« Le Testament de Charles » : Destin et dilemmes d’un officier africain
Dans Le Testament de Charles, Christian Eboulé plonge au cœur des ultimes pensées du capitaine Charles Ntchongwè, inspiré de Charles N’Tchoréré, officier gabonais naturalisé français, héroïquement tombé sous les balles nazies en 1940. Alors que son exécution approche, Charles, pris dans le tourbillon de souvenirs et de réflexions, s’interroge sur les choix de sa vie. A-t-il eu raison de renoncer à sa culture pour se faire accepter par une France coloniale ? C’est dans cette lucidité amère, où l’histoire personnelle se mêle à la grande Histoire, que se dessine le portrait complexe d’un homme tiraillé entre le devoir militaire et la quête identitaire.
Eboulé, journaliste pour TV5Monde, choisit le roman pour aborder la mémoire d’un homme qui symbolise le destin des soldats africains au service de la France. Charles revient sur sa vie de manière introspective, des bancs de l’internat religieux au Gabon à son parcours militaire en France, revisitant ainsi les humiliations, le racisme et la bravoure qui ont marqué son existence. Au-delà de l’individu, l’auteur dresse un tableau de l’histoire coloniale française, exposant les sacrifices souvent ignorés de ces hommes prêts à mourir pour un pays qui les a si peu considérés. Ce choix de la fiction, avec ses libertés narratives, permet à Eboulé de saisir les nuances émotionnelles de son personnage, d’autant plus poignantes à l’approche de sa mort.
Au cœur de cette réflexion se tient la figure fictive de son grand-père, Okili, symbole de la tradition et des racines africaines. Dans ce dialogue intérieur, Okili incarne la voix de la sagesse ancestrale, rappelant à Charles l’importance de sa culture d’origine face à l’assimilation imposée par la France. Ce conflit entre modernité et enracinement culturel constitue l’une des trames centrales du roman, soulignant la complexité de l’expérience coloniale pour les Africains. Charles, en renonçant à certains aspects de son identité pour avancer socialement, prend conscience qu’il a peut-être trahi une partie de lui-même.

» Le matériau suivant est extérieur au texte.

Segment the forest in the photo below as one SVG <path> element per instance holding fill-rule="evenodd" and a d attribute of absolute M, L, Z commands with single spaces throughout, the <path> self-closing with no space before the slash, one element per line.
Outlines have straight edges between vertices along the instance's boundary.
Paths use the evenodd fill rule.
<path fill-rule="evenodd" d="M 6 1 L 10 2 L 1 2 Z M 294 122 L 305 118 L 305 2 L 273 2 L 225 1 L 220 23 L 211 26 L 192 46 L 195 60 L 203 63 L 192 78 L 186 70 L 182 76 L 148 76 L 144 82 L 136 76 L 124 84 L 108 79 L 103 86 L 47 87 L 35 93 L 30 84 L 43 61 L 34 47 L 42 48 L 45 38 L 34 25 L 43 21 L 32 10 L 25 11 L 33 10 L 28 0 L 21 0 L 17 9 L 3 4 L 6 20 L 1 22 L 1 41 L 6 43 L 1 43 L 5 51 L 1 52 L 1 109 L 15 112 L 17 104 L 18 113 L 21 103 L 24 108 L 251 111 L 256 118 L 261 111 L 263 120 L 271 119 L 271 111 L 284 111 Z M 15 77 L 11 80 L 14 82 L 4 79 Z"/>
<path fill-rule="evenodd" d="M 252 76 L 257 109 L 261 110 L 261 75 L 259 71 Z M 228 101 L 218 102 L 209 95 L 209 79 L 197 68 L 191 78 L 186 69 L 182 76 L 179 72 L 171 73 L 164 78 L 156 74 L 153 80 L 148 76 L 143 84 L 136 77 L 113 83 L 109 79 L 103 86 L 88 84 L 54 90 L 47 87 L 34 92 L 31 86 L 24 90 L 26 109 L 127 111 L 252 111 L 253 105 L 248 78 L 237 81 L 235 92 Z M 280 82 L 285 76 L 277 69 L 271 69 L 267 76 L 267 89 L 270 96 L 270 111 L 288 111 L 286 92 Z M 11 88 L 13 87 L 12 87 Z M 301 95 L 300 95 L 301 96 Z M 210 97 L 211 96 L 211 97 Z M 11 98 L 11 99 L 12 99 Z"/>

Enfin, le roman aborde aussi la participation des tirailleurs africains dans les guerres européennes et les débats qu’elle suscite. Eboulé place en exergue un extrait du poème Thiaroye de Senghor, rappelant le massacre de soldats africains après leur retour de la guerre, une tragédie qui résonne avec le destin de Charles. Ce choix souligne le poids historique des injustices vécues par ces hommes et rend hommage à leur courage. À travers Le Testament de Charles, Christian Eboulé ouvre une fenêtre sur le passé pour mieux comprendre les défis de l’identité et les cicatrices laissées par la colonisation.